Concurrently with the execution of the arrangement agreement, the Purchaser has entered into voting support agreements with members of senior management and all of the directors of the Company, together holding shares representing approximately 1.14% of the issued and outstanding common shares of the Company, pursuant to which they have agreed to vote all shares held by them in favour of the Transaction, subject to customary exceptions.

The arrangement agreement contains non-solicitation covenants on the part of the Company, subject to customary "fiduciary out" and "right to match" provisions. A termination fee of US$6 million would be payable by the Company to the Purchaser in certain circumstances, including in the context of a superior proposal supported by the Company. The Company would also be entitled to a reverse termination fee of US$12 million payable by the Purchaser to the Company if the Transaction is not completed in certain circumstances.

Following completion of the Transaction, the Company will become a privately held company, will apply to cease to be a reporting issuer under Canadian securities laws and will deregister its shares with the U.S. Securities and Exchange Commission. The common shares will no longer be publicly traded on the Toronto Stock Exchange and on the Nasdaq.

Additional information regarding the Transaction will be included in an information circular that the Company will prepare, file and mail to its shareholders in advance of the special meeting to be held to consider and approve the Transaction. Copies of the arrangement agreement and the information circular will be available under the Company’s profile on SEDAR+ on www.sedarplus.ca and on EDGAR as an exhibit to the Schedule 13E-3 Transaction Statement to be filed by the Company at www.sec.gov.

Theratechnologies Board Recommendation

Theratechnologies’ Board of Directors, having received the unanimous recommendation of the Special Committee, has unanimously determined that the Transaction is in the best interests of the Company and is fair to its shareholders (other than those shareholders whose votes are required to be excluded for the purposes of "minority approval" under MI 61-101), and unanimously recommends that the Company’s shareholders approve the Transaction.

Each of Barclays Capital Inc., as exclusive financial advisor to the Company and the Special Committee, and Raymond James Ltd., retained to provide independent financial advisory services to the Special Committee, has provided a fairness opinion to the Board of Directors and the Special Committee to the effect that, as at July 2, 2025, and based upon and subject to the assumptions, limitations and qualifications stated therein, the consideration to be received by shareholders pursuant to the Transaction is fair, from a financial point of view, to the shareholders of the Company.

Copies of the fairness opinions, as well as additional details regarding the terms and conditions of the Transaction, will be set out in the management proxy circular to be filed by the Company on its profile on SEDAR+ at www.sedarplus.ca and on EDGAR as an exhibit to the Schedule 13E-3 Transaction Statement to be filed by the Company at www.sec.gov.

Advisors

Barclays Capital Inc. is acting as exclusive financial advisor to the Company and to the Special Committee, and Raymond James Ltd. is acting as independent financial advisor to the Special Committee.
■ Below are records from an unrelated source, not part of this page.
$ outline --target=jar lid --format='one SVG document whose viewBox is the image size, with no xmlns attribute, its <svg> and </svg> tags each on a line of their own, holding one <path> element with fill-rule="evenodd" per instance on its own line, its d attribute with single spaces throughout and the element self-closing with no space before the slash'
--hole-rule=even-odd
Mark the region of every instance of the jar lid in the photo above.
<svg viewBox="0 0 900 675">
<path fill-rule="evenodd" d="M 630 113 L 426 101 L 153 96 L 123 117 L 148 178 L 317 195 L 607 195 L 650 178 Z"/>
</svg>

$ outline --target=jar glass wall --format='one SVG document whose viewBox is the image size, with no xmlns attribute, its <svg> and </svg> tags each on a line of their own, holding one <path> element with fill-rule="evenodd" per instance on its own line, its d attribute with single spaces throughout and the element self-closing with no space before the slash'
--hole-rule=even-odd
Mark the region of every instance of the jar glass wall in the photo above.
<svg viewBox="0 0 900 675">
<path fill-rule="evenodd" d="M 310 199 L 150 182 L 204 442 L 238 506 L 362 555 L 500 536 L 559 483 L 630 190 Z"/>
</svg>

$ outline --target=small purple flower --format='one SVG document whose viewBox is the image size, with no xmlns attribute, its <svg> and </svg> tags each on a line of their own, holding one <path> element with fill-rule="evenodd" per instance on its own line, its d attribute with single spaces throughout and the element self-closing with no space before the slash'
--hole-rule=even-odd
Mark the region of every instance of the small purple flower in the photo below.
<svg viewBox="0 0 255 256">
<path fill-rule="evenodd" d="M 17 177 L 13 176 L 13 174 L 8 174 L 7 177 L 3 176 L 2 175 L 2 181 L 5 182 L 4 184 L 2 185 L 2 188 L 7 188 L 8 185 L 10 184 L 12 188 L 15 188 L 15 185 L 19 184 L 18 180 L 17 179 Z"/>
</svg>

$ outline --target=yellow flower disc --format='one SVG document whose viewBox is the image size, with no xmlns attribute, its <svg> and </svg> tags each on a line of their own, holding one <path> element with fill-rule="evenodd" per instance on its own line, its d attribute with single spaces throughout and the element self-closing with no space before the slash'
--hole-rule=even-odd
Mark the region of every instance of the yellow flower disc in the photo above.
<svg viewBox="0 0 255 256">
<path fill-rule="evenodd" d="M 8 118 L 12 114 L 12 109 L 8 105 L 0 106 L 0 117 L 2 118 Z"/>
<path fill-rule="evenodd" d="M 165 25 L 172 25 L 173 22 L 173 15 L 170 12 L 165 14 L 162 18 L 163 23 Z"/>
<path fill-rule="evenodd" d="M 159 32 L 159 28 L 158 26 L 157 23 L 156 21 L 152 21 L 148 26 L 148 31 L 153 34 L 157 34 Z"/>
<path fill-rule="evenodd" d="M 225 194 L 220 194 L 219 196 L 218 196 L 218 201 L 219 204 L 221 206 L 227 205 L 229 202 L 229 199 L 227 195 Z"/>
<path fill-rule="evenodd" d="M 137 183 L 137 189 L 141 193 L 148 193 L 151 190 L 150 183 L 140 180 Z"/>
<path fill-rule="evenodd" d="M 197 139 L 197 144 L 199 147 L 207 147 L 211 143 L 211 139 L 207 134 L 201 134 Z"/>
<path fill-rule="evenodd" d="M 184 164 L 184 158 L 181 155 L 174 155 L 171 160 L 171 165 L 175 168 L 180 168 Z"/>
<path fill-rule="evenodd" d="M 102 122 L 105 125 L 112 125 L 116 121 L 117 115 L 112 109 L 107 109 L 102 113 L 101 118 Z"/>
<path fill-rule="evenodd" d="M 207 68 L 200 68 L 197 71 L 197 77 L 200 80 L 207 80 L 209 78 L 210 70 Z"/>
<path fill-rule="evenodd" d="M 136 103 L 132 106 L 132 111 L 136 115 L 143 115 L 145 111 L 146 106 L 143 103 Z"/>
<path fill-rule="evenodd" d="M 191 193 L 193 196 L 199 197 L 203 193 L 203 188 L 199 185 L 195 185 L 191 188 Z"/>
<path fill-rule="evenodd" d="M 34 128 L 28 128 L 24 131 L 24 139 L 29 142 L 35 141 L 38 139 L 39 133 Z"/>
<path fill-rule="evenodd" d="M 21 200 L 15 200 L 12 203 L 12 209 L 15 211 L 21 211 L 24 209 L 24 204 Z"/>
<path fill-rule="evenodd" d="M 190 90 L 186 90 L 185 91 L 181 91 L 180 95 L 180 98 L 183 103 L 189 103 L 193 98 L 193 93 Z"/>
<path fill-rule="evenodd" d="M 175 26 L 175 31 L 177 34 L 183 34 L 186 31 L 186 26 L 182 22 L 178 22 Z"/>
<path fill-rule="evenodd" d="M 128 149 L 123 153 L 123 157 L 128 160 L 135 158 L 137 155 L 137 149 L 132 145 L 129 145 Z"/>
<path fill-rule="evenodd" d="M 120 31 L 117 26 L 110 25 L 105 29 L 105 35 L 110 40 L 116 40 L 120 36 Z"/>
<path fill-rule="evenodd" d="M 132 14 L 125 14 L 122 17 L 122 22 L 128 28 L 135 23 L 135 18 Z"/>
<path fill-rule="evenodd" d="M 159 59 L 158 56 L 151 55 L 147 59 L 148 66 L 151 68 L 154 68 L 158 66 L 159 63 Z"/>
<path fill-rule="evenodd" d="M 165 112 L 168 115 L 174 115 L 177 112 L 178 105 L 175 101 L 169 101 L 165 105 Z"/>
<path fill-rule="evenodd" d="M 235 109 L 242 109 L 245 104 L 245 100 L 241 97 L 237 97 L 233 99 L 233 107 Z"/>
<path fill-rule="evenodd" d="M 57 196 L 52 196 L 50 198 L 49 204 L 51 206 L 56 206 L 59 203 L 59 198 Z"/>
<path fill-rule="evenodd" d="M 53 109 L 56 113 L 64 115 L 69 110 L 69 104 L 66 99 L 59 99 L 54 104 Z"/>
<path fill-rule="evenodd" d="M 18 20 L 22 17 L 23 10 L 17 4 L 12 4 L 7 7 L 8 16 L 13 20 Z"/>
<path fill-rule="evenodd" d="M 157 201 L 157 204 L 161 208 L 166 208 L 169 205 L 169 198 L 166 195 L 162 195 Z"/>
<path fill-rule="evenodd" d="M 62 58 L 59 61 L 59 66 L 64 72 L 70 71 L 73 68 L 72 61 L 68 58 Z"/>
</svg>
Fasken Martineau DuMoulin LLP is acting as legal advisor to the Company and the Special Committee, and Norton Rose Fulbright Canada LLP is acting as independent legal advisor to the Special Committee. Bourne Partners Securities is acting as exclusive financial advisor to Future Pak and Honigman LLP and McMillan LLP are acting as its legal advisors. DPO&Co provided transaction advisory services to Future Pak.